Waiting in line at a crowded grocery store.

Figure 1. Analysis is not only for academic sources. Analysis is a skill we use in our every day life!

Floor plan of a grocery store with arrows and numbers.

Figure 2. What is your usual route when you make a routine trip to the grocery store? Which modes of analysis do you use?

While this sounds pretty complicated, it is actually a thought process we use all the time in situations that have nothing to do with our academic lives. Let’s say that grocery shopping is one of our least favorite chores. We have traffic jams and parking to deal with, after-work crowding, and perhaps a long wait at the checkout line. What to do? If we strategize a bit, and think analytically, we can try to picture an overview of the grocery store’s layout, and then try to move through the different sections quickly and without any unnecessary backtracking. If we break down our shopping list based on the arrangement of the store, selecting fruits and vegetables from the produce section, meats from the deli, and frozen pizzas and ice cream from the refrigerated aisles, then we can trace one continuous line through the store and make our way quickly.

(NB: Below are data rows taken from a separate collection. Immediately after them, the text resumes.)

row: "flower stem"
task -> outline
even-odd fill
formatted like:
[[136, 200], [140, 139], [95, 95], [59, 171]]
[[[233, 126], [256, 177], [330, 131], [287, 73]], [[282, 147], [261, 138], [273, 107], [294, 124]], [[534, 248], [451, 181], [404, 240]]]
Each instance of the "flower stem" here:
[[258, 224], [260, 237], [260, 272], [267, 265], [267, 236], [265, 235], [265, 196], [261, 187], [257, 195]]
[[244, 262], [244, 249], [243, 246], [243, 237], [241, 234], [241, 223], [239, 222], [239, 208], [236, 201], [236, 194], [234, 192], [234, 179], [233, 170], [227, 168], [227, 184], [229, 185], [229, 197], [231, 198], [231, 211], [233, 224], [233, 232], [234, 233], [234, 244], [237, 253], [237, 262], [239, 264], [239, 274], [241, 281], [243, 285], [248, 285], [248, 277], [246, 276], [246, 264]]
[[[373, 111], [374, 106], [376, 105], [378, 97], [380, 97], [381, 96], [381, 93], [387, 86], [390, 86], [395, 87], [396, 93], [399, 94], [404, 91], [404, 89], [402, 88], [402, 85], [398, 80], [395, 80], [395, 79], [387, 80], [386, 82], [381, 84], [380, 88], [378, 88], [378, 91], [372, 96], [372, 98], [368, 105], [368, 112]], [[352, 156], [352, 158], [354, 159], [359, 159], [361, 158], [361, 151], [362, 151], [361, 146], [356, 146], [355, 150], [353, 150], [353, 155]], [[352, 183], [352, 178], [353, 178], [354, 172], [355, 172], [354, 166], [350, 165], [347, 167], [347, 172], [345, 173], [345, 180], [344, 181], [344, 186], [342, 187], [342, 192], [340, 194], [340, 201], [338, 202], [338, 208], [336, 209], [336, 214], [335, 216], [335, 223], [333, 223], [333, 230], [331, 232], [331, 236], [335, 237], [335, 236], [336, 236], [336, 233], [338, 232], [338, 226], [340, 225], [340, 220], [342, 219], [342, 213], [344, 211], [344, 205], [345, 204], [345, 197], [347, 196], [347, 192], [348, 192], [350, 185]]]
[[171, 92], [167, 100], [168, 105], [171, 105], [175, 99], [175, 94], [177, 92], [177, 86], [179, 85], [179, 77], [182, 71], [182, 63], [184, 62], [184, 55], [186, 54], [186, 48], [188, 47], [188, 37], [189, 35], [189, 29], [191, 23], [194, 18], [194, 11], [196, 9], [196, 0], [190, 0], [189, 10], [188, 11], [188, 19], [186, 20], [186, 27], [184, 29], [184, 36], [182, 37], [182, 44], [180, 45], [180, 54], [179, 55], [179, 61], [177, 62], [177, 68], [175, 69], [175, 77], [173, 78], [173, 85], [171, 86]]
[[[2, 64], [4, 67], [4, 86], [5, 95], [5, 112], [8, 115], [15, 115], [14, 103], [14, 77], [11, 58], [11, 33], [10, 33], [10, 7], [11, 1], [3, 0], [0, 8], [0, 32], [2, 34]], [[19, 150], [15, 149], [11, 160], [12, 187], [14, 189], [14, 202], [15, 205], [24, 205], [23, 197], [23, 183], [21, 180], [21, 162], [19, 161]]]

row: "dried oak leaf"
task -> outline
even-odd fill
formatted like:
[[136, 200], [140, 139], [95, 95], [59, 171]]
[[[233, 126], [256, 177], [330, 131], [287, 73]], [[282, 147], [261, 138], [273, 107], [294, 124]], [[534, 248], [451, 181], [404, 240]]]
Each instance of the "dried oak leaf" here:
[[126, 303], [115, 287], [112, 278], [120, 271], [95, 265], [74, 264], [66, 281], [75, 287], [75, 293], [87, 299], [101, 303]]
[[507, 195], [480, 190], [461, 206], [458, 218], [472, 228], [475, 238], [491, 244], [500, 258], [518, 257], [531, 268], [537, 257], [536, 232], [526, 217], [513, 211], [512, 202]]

Now, if you were trying to explain how to complete this task as efficiently as possible to somebody who had never been in a grocery store, you could describe how the different sections were organized. This would give your aspiring shopper a general idea of what a grocery store is as well as an explanation of how its sectional organization is meant to work as part of a logical system. You probably do not think about this concept very much as you do your own shopping, but in the course of trying to get somebody else to understand it you would be performing and sharing an analysis.

We can take this a step further, and consider another way of complicating our grocery store analysis, if we imagine that while waiting in line at the checkout we are asked by the store manager to fill out a quick survey asking us a series of questions about how smoothly we were just able to complete our shopping. Perhaps we have some ideas about how the store could be stocked in a slightly different layout and we share these recommendations. Now we have moved on to the work of evaluation, which is a weighing of strengths and weaknesses, often with the goal of recommending a particular course of action. This too can be part of the analytical process, as when we conclude an analytical essay by urging our reader to adopt a certain perspective or to help facilitate a change of some kind.

Try It

 

Writing Workshop

In your working document, address the following.

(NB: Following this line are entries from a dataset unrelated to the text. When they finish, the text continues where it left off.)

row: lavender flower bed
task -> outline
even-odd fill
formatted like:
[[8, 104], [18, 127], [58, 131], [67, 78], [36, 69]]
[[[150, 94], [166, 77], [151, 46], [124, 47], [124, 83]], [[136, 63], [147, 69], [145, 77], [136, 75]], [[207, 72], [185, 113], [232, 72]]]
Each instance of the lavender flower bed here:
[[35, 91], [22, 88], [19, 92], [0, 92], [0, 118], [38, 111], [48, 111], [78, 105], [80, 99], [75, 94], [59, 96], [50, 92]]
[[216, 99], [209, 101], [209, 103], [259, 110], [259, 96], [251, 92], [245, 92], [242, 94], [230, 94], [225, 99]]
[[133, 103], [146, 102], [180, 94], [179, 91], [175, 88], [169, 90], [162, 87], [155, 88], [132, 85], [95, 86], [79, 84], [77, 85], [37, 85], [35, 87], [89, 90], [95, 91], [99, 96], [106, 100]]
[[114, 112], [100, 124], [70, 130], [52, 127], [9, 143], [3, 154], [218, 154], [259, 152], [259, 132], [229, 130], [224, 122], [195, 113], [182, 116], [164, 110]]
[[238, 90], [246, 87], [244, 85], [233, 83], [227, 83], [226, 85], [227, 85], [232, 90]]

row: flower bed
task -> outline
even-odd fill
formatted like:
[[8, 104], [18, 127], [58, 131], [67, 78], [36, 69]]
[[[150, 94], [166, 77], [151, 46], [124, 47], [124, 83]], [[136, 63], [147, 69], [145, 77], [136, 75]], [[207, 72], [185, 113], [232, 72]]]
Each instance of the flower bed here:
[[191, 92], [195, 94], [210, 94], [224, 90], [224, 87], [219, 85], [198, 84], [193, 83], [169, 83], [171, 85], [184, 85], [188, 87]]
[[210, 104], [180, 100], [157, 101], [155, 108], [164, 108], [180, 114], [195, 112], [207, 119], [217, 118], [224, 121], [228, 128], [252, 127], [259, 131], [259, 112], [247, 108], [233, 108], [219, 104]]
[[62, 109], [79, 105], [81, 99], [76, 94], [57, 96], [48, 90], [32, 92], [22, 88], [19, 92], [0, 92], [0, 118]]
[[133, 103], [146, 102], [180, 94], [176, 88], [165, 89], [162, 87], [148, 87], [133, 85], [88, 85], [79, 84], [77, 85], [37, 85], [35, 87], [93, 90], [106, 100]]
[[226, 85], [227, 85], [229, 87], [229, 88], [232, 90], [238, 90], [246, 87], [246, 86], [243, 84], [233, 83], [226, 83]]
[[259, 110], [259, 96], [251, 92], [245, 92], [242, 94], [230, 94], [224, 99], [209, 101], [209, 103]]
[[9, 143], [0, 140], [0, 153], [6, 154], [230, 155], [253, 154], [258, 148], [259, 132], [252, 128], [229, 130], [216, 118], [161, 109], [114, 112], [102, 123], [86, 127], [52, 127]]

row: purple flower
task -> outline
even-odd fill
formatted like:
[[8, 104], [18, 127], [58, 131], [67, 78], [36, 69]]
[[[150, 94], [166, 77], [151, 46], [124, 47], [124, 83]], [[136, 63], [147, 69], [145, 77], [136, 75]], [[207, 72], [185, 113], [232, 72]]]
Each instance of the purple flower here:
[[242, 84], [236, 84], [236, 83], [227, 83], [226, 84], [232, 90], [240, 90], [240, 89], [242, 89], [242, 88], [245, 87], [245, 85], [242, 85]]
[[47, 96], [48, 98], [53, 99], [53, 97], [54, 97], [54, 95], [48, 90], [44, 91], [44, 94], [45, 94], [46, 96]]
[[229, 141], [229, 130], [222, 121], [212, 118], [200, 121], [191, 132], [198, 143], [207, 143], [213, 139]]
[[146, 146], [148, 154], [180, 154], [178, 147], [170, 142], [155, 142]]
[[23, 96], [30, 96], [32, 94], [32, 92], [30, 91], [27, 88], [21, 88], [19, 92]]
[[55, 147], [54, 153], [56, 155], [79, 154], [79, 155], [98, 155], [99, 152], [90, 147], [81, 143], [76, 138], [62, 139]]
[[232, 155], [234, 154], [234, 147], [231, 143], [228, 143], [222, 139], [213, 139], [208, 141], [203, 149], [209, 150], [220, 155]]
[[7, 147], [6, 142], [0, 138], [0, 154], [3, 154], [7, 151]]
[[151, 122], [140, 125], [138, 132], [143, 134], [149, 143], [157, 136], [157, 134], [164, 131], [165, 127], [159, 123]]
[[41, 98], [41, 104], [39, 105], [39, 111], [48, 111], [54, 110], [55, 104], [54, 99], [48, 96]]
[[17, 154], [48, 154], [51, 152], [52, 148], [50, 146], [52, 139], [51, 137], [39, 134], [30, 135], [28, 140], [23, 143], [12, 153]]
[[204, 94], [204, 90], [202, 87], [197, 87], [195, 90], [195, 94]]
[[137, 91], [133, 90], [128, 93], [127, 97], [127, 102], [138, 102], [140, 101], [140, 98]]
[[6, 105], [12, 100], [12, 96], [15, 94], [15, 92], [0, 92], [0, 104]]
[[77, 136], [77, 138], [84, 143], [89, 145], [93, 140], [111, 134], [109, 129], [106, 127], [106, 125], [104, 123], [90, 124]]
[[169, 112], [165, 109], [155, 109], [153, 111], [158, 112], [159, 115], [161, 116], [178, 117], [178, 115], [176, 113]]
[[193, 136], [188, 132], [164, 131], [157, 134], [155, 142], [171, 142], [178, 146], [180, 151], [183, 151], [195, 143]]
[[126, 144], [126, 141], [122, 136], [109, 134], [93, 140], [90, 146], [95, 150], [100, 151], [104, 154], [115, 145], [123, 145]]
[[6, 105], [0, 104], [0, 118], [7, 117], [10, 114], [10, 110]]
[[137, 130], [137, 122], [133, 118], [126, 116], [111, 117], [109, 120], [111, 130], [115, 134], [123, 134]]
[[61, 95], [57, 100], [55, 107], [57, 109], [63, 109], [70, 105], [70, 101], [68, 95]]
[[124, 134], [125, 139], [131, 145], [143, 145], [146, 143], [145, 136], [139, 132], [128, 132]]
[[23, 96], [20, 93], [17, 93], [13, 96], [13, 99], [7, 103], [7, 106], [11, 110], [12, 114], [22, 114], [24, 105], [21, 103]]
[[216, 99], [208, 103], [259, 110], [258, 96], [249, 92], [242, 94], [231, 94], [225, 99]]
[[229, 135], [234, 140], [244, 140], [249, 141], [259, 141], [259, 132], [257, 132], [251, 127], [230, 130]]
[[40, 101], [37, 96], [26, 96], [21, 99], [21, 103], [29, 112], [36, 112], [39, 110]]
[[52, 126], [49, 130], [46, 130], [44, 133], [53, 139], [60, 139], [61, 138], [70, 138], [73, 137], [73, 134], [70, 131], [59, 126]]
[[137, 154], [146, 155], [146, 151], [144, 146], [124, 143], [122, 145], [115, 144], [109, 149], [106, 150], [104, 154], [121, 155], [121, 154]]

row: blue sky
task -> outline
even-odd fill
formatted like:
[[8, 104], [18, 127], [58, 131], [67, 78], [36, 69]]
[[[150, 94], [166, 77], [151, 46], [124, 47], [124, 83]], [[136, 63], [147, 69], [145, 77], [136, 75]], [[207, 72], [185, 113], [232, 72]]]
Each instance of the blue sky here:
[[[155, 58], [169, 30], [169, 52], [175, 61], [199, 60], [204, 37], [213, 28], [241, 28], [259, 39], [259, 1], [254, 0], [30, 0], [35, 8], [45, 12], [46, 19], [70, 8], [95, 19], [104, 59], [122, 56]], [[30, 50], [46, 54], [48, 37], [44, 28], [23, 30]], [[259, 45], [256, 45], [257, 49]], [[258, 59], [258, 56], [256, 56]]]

Think of a space that has these three characteristics:

  1. It can be challenging to navigate.
  2. It has been intentionally designed to be navigated in a certain way or with a certain goal in mind.
  3. It is a space that you personally are very familiar with.

(The space you choose does not have to be commercial space, but it can be.)

Step one:

Describe the space to a hypothetical individual who has never been there, but who needs to successfully navigate the space to reach whatever goal or outcome people typically try to achieve there.

Step two:

Explain how the space has been intentionally organized by its designer to enable people to navigate through it. What are the different parts of the space and how have they been arranged? How are these parts logically related to the overall purpose of the space?

Bonus step:

If there are obstacles to navigating the space that you think could more effectively be addressed, what are your specific recommendations? Explain how they would be an improvement and how they align with the overall purpose of the space.